Yes and no. I don’t think it’s possible to run the
get_predictions function directly on a test set. However, I found a workaround that allows you to get predictions on an unlabeled test set.
First of all, you need to use an explicit validation set during training so that you can drop it later on.

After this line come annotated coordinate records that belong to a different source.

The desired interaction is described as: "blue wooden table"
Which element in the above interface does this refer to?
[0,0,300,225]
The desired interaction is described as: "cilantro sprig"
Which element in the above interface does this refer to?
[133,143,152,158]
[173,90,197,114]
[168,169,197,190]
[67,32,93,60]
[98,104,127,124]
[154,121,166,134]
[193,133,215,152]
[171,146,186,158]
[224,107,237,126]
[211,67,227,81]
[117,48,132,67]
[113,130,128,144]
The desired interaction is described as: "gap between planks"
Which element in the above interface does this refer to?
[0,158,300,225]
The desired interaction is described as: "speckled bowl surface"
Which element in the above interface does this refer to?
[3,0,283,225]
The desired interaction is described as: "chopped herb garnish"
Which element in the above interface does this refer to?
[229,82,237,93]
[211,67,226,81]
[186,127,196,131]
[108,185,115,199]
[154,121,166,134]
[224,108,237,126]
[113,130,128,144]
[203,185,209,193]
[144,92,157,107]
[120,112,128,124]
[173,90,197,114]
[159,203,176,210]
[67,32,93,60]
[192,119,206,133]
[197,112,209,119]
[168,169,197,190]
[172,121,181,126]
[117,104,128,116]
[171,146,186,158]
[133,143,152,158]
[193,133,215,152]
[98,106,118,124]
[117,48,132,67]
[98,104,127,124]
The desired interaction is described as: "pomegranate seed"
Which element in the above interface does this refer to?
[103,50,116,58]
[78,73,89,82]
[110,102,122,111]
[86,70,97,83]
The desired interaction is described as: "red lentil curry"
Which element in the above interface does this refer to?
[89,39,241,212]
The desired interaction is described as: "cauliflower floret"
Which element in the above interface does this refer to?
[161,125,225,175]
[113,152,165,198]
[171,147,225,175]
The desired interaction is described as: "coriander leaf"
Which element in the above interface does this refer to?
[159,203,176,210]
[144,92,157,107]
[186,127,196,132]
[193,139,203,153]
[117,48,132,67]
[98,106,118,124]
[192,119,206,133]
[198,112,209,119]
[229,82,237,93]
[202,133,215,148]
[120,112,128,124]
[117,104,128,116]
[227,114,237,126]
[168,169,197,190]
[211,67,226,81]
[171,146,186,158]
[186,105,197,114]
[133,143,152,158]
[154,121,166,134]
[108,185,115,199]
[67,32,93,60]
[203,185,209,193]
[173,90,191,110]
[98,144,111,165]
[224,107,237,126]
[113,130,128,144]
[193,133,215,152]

You can simply shuffle your whole dataframe, add a new column that indicates if a row is in the validation set or not and then use that column to split your data.
df = df.sample(frac=1).reset_index(drop=True)
df['is_valid'] = None
df.iloc[:int(len(df)*0.8),2] = False
df.iloc[int(len(df)*0.8):,2] = True
src = Seq2SeqTextList.from_df(df, path = path, cols='fr').split_from_df(col='is_valid').label_from_df(cols='en', label_cls=TextList)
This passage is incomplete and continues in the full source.